Ce que je constate au travers de mes lectures, c'est qu'on a prôné pendant des années le modèle américain avec sa croissance économique et son faible taux de chômage. Ce que je ne savais pas, c'est que cette croissance économique s'est faite sur l'endettement du pays qui vit à crédit sur ses importations et sur le dos de l'endettement des ménages. M. Lamy nous dit aussi dans son document que le boom de l’immobilier américain a expliqué à lui seul entre 25 et 50%, selon les études, de l’augmentation du PIB en 2005. Evidemment, on nous cache bien cet aspect de la situation américaine (n'est-ce pas M. Sarkozy ?).
A noter, que Sarkozy veut nous mener sur la même voie et avait fait voter la loi du prêt hypothécaire en 2004 lors de son bref passage au Ministère de l'Economie.
Pour relancer la croissance, il n'y a pas 36 solutions, il n'y en que 2 : les exportations et la consommation interne. Les exportations sont déficitaires dans la balance commerciale de notre pays et la consommation interne est en chute libre. Résultat : croissance "O" au 3ème trimestre 2006 (j'attends avec impatience les résultats du 4ème).
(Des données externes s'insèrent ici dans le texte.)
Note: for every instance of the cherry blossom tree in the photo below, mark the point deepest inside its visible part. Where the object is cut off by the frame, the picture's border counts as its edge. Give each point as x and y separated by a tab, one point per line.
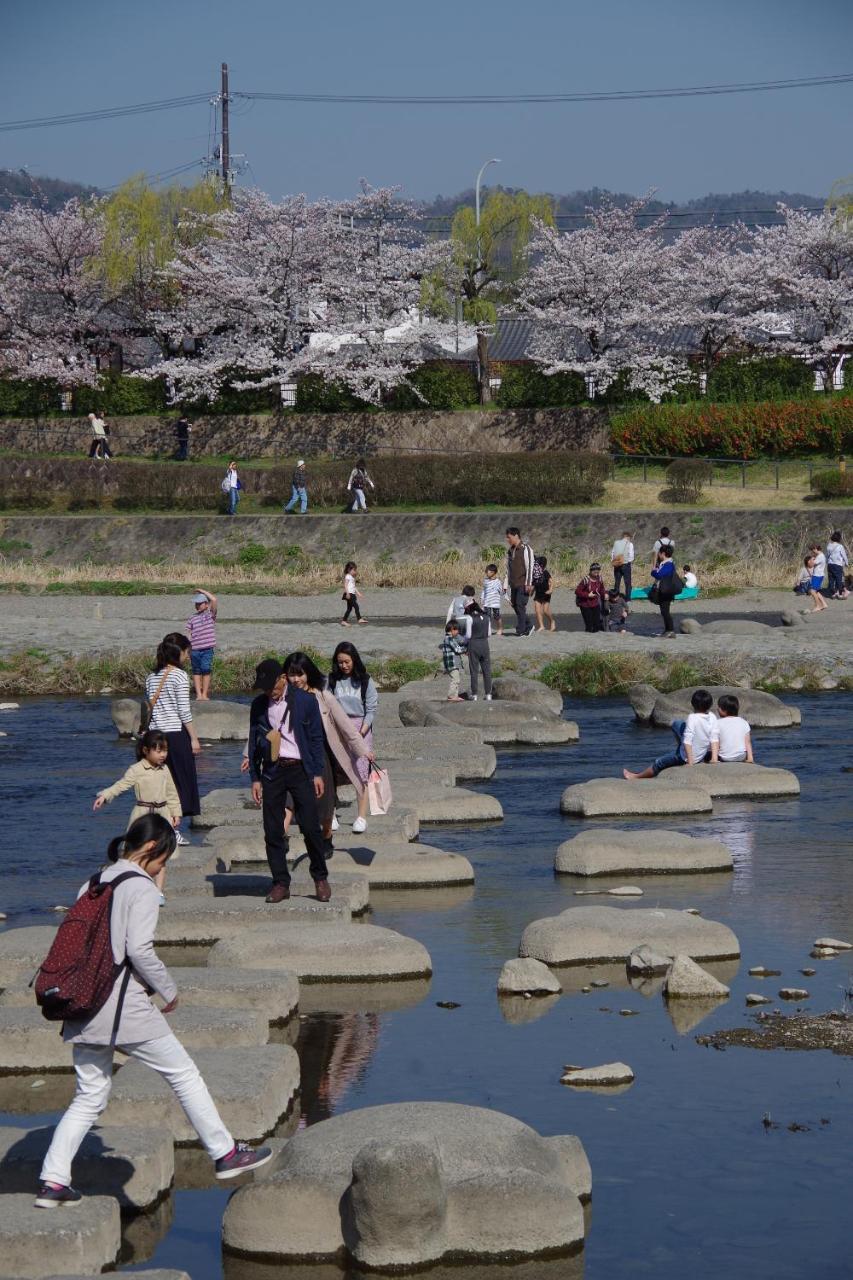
51	306
597	296
279	289
807	268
Ne reste plus qu'une seule solution, l'endettement des ménages au profit de la consommation et c'est exactement le projet des umpistes avec le prêt hypothécaire rechargeable dont la réserve pourra varier en fonction de l'évolution de la valeur du bien immobilier.
Voilà la solution des umpistes pour relancer la croissance... le surendettement des ménages.